Kritik der Ontologie
Lévinas kritisiert die ontologische Tradition, die das Denken des Abendlandes geprägt und dominiert hat.
Exkurs
Ontologie
Ontologie ist die »›Seinslehre‹, d.h. Lehre vom Seienden, sofern es ist.« (Halder 2008, 233) Damit ist ein Begriff gemeint, der in der philosophischen Tradition erst im 17. Jahrhundert aufkam, vom Prinzip her jedoch bereits auf das aristotelische Denken zurückgeht. In diesem interessiert nicht das einzelne Seiende in seiner Singularität, sondern das in ihm aufleuchtende allgemeine Sein. »Ontologie ist reine, sich selbst genügende theoria, ›Theorie‹ im ausgezeichneten Sinn. Die ontologische Frage ist sowohl die leerste, weil allgemeinste, als auch die umfassendste, weil auf die unbeschränkte Totalität gehend.« (ebd.)

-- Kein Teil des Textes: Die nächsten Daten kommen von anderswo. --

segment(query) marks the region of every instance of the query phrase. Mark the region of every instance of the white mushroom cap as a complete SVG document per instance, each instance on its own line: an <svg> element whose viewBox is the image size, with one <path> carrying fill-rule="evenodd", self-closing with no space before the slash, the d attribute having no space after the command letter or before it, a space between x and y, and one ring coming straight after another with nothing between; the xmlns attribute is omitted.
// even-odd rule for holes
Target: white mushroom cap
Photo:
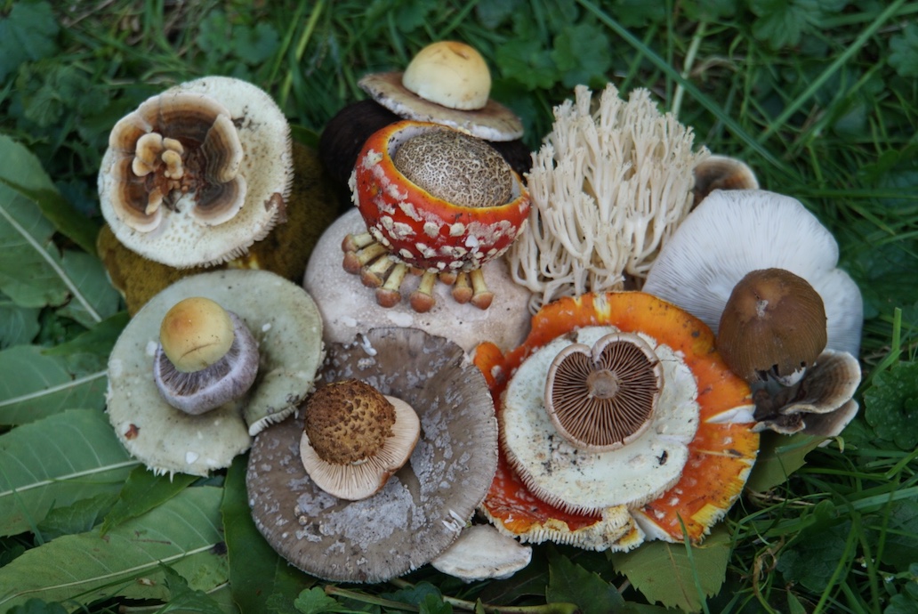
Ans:
<svg viewBox="0 0 918 614"><path fill-rule="evenodd" d="M182 165L183 140L199 144L204 163ZM270 95L240 79L204 77L116 124L99 170L100 207L118 240L145 258L177 268L223 262L284 218L292 155L289 126ZM151 189L157 156L166 176L198 169L206 181Z"/></svg>
<svg viewBox="0 0 918 614"><path fill-rule="evenodd" d="M162 317L189 296L210 298L235 313L261 353L248 394L199 416L169 405L152 374ZM128 452L154 472L207 475L249 448L250 426L257 430L289 415L306 397L322 361L321 335L312 299L273 273L225 270L185 277L153 296L115 343L108 360L108 419Z"/></svg>
<svg viewBox="0 0 918 614"><path fill-rule="evenodd" d="M747 273L785 269L823 297L826 348L856 355L861 294L837 264L832 233L796 199L764 190L715 190L664 244L643 290L679 306L716 333L733 286Z"/></svg>
<svg viewBox="0 0 918 614"><path fill-rule="evenodd" d="M341 240L365 230L360 211L356 207L349 210L322 234L307 265L303 286L322 314L327 342L346 343L358 332L387 326L413 327L441 335L468 352L485 340L501 348L516 347L522 341L529 331L530 294L510 279L504 259L489 261L482 267L494 293L487 309L457 303L450 296L451 286L440 283L433 289L436 304L426 313L414 311L408 300L383 307L359 275L341 268ZM405 285L411 286L411 280Z"/></svg>

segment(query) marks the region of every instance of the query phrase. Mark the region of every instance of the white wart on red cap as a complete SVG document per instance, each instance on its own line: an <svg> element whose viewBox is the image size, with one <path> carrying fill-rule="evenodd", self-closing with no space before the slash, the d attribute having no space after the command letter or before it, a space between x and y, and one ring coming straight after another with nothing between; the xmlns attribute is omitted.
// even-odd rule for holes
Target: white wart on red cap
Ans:
<svg viewBox="0 0 918 614"><path fill-rule="evenodd" d="M243 253L284 219L289 126L247 82L204 77L143 102L109 135L102 213L126 247L177 268Z"/></svg>
<svg viewBox="0 0 918 614"><path fill-rule="evenodd" d="M832 233L796 199L765 190L716 190L663 245L643 290L716 333L733 287L751 271L784 269L823 297L826 348L857 355L863 303L838 265Z"/></svg>
<svg viewBox="0 0 918 614"><path fill-rule="evenodd" d="M409 463L364 499L329 495L299 462L302 412L259 433L246 484L252 518L289 563L318 577L381 582L445 550L497 468L494 403L454 343L416 329L375 329L331 344L321 382L360 379L417 411Z"/></svg>
<svg viewBox="0 0 918 614"><path fill-rule="evenodd" d="M152 374L163 316L191 296L235 313L261 354L259 374L246 395L197 416L170 405ZM289 415L306 398L322 361L321 336L311 297L279 275L225 270L185 277L153 296L115 343L108 360L108 419L128 452L151 471L207 475L245 452L250 432Z"/></svg>

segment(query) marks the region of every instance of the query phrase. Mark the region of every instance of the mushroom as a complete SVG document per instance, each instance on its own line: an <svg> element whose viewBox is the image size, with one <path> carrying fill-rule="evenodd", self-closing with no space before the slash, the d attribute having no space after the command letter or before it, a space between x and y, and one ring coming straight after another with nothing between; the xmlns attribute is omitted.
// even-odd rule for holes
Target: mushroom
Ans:
<svg viewBox="0 0 918 614"><path fill-rule="evenodd" d="M420 435L411 406L360 380L320 387L304 413L299 456L306 473L328 494L352 501L379 492Z"/></svg>
<svg viewBox="0 0 918 614"><path fill-rule="evenodd" d="M244 395L257 374L255 339L217 302L189 296L163 316L153 380L169 405L203 414Z"/></svg>
<svg viewBox="0 0 918 614"><path fill-rule="evenodd" d="M267 541L312 575L382 582L442 553L487 491L497 464L494 406L454 343L416 329L374 329L330 344L319 379L359 379L410 405L420 437L381 490L348 501L322 490L299 460L303 414L255 438L246 484Z"/></svg>
<svg viewBox="0 0 918 614"><path fill-rule="evenodd" d="M358 85L373 102L342 108L326 126L319 141L326 166L341 183L347 181L366 139L397 119L456 128L488 141L521 175L530 168L529 149L520 140L522 122L488 97L490 71L481 54L465 43L431 43L418 52L404 73L366 74Z"/></svg>
<svg viewBox="0 0 918 614"><path fill-rule="evenodd" d="M189 297L236 314L260 354L248 391L199 415L170 405L153 378L162 319ZM116 341L108 360L108 419L128 452L154 473L207 475L248 450L252 435L294 411L313 388L322 355L319 311L298 285L266 271L185 277L151 298Z"/></svg>
<svg viewBox="0 0 918 614"><path fill-rule="evenodd" d="M232 260L284 218L290 131L274 100L230 77L181 84L112 128L99 203L118 240L174 267Z"/></svg>
<svg viewBox="0 0 918 614"><path fill-rule="evenodd" d="M455 283L456 300L490 306L481 266L517 238L529 195L488 145L436 124L397 122L366 141L352 189L368 232L344 238L343 266L376 286L381 306L401 300L409 268L422 274L415 311L435 304L438 275Z"/></svg>
<svg viewBox="0 0 918 614"><path fill-rule="evenodd" d="M644 89L628 101L584 85L554 108L554 124L527 179L527 231L508 256L532 307L562 296L640 284L660 245L688 214L692 169L708 155L694 135L662 114Z"/></svg>
<svg viewBox="0 0 918 614"><path fill-rule="evenodd" d="M407 301L381 307L375 295L367 292L362 276L348 274L341 265L341 238L365 229L360 211L352 208L322 234L306 267L303 287L315 298L322 315L326 343L348 343L362 330L390 326L445 337L467 352L484 340L512 348L525 338L529 292L513 283L503 258L485 262L481 268L494 294L487 309L453 300L451 291L455 285L446 284L436 284L431 289L434 306L429 311L415 311Z"/></svg>
<svg viewBox="0 0 918 614"><path fill-rule="evenodd" d="M571 344L597 345L587 361L595 371L592 357L621 333L639 337L663 367L651 424L618 449L575 447L545 408L552 363ZM646 360L643 345L640 353ZM484 343L475 363L491 387L501 441L481 510L501 532L629 550L646 539L681 541L684 526L699 541L743 489L758 448L749 387L714 351L711 330L674 305L640 292L564 297L533 317L523 344L503 354Z"/></svg>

Im ontologischen Denken stehen sich zwei Grundordnungen gegenüber: auf der einen Seite die reale, sinnlich wahrnehmbare, aber vergängliche Welt, die Heimat aller einzelnen Seienden; auf der anderen Seite die geistige Wirklichkeit der Ideen, die alle allgemeinen Prinzipien beheimatet. Sie ist gleichsam die vorgegebene und übergeordnete Ordnung für alles sinnlich Seiende. Der Mensch lebt in beiden Ordnungen: Körperlich ist er in die sinnlich erfahrbare Welt eingebunden, an der geistigen Welt kann er teilhaben, da er mit Geist ausgestattet ist. Weil der Mensch vernunftbegabt ist, kann er die Welt der sinnlichen Einzelwesen transzendieren und an den geistigen Erkenntnissen teilhaben (vgl. Müller / Halder, 219f.).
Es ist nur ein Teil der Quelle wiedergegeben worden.